В ее отсутствие я часто поила его кофе. Сыпала в стакан две ложки сахара и мешала до тех пор, пока сладость не смягчала горечь. Он пил жадно, не поднимая глаз, выпивал все до дна. Я всегда делала первый маленький шаг, едва заметный, и совсем не потому, что мое желание было сильней, — нет, я хотела избавить его от чувства вины, обеспечить ему комфортное положение жертвы, отпустить грех еще до того, как он согрешит. Я закидывала ноги ему на бедра и сдерживала его. Не хотела, чтобы он был слабым, хотела, чтобы он был сильным.
Потом возвращалась она и делала ему свой кофе. Клала в чашку две ложки сахара и мешала до тех пор, покуда напиток не становился бархатным.
Так продолжалось до весны, пока неизменность хорошо выверенной конструкции не стала невыносимой. В тот день ни я, ни она не всыпали второй ложечки сахара в кофе. И поскольку это случилось в тот самый день, нам обеим стало ясно, что дочери — это часть матерей, а матери — часть дочерей. Другого объяснения быть не могло.
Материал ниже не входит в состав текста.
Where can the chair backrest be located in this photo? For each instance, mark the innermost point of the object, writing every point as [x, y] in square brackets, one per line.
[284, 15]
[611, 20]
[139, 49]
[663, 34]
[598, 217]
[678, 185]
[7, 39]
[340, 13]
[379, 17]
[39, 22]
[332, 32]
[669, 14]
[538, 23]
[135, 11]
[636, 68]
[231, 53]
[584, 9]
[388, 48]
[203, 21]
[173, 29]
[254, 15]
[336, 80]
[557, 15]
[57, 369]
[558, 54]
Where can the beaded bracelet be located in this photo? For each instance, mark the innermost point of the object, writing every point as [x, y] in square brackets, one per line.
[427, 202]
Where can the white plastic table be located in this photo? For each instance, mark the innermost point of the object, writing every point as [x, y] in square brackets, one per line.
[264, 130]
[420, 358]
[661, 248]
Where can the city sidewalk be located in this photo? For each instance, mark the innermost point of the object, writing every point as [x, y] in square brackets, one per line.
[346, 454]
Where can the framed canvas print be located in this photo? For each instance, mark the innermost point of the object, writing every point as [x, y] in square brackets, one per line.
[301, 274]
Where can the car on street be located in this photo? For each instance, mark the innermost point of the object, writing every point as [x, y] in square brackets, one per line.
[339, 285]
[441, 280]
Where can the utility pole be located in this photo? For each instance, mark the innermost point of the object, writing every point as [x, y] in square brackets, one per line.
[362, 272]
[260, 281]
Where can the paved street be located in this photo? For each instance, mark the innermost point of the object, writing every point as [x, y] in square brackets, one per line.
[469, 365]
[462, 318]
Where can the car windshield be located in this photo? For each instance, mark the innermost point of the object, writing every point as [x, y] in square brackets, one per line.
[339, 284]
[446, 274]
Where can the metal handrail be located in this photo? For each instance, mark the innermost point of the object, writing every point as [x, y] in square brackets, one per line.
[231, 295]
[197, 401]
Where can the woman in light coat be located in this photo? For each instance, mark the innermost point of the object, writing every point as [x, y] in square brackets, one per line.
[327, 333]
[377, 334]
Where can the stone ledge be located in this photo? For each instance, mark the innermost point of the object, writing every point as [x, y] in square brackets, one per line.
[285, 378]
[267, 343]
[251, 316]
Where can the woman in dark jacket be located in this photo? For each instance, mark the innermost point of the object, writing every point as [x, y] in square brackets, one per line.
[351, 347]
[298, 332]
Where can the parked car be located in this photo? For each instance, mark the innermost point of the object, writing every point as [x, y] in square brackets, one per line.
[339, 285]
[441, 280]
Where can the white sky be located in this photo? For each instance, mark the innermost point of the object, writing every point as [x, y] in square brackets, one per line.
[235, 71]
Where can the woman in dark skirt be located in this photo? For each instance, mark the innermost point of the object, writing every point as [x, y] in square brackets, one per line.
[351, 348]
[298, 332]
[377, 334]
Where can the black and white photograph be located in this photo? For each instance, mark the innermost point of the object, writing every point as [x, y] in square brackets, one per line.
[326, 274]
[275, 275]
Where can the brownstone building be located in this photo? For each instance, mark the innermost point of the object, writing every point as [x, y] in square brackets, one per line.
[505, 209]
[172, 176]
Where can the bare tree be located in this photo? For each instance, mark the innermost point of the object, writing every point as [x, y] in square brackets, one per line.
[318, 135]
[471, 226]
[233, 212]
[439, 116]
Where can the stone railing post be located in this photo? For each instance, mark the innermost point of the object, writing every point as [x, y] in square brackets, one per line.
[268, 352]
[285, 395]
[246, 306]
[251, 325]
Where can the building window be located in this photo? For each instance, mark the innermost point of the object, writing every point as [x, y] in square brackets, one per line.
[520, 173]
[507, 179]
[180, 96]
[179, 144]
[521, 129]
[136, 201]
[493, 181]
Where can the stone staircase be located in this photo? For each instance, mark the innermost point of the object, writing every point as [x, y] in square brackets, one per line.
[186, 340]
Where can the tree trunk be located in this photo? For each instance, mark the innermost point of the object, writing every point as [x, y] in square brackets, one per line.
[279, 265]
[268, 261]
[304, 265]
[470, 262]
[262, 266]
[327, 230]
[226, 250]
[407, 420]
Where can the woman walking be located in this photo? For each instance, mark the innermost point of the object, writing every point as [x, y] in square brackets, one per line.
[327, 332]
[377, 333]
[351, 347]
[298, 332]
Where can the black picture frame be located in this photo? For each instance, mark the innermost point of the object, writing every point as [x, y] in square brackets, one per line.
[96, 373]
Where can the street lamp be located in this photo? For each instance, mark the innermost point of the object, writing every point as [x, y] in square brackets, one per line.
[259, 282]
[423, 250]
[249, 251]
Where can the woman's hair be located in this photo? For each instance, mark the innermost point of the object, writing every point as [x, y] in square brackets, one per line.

Значит, он умирал два раза. Его не стало два раза. Раз для нее, и раз для меня.
Она сбежала босиком по лестнице, и мы бросились друг другу в объятия, плача, рыдая. Мы раскачивались в ритме «раз, два», нераздельные, вжавшиеся в пижаму и ночную рубашку. Она шептала только: «Он умер, он умер». Я говорила: «Его больше нет, его больше нет».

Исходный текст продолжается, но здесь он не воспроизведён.